The philanthropic fault line

Why do foundations and nonprofits struggle with each other so much? Who is more dishonest with whom – foundations who raise unrealistic expectations about funding or nonprofits who promise unachieveable goals to get grants?

As the revenue markets for the social sector change, will some of these behaviors change? Social entrepreneurs, sustainability models, fees-for-service, corporate social responsibility and other forces are increasingly bringing market forces to bear on the social sector. But much of what the social sector works on is that which either markets have created or for which there is no commercial return. Markets, as George Soros has noted, are great for developing efficiencies. They bring feedback loops to bear. And, as Soros has also said, if you think markets can solve social problems, than you don’t understand markets.

Another key challenge to rationalizing the social sector is the degree to which it is passion driven. Givers give to what they care about. NGOs are started – often without regard to existing actors – by passionate leaders catalyzed by a cause. Market efficiencies go only so far in a world defined more by individual interests than by measurable outcomes.

A Studio Conversation on these issues, moderated by Diana Aviv of Independent Sector, was recorded at Seattle’s public broadcasting station, KCTS. It will be available as streaming video and on DVD (and, yes, I’ll try to get it on FORA.TV). The issues get addressed in many venues (see for example ,GEO listservs, Independent Sector conferences, and in response to Center for Effective Philanthropy publications)
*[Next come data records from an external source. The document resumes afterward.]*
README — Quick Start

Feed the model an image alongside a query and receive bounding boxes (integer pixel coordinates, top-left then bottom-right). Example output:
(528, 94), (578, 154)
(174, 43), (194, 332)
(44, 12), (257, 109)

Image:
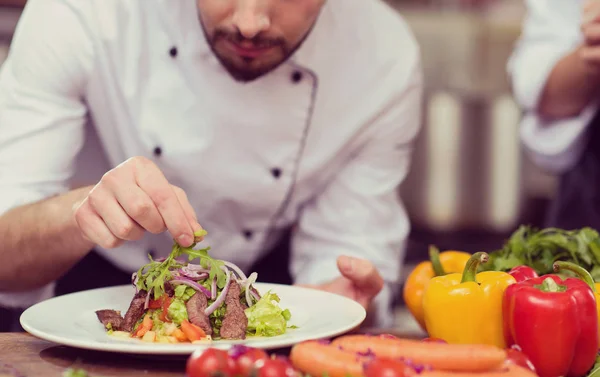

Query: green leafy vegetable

(137, 230), (227, 299)
(168, 299), (188, 325)
(175, 284), (196, 301)
(245, 291), (291, 336)
(482, 225), (600, 281)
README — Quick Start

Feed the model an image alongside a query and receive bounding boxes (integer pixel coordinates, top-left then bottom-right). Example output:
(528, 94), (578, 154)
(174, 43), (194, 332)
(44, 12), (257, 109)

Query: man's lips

(225, 41), (274, 58)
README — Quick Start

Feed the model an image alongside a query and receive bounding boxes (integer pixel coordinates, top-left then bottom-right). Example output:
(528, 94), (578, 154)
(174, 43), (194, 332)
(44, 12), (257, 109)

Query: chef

But more important, this is not a one-conversation issue. People talk about these issues all the time, usually behind closed doors and only when they are sure that they are among like minded thinkers. That behavior has not changed the dynamic one bit, some say it has only worsened. Can we facilitate the discussion, informed by thoughtful provocation, open to anyone with an opinion, and moderated over time toward actual strategies for change? We’re not making any progress in the old manner of small, closed conversations that devolve into kvetching. Perhaps we can enhance the thought and practice by bringing video, blogs, written materials, comments, panel discussions and specific proposals for change to these issues – and shining some light on these closed door, “same old, same old” topics.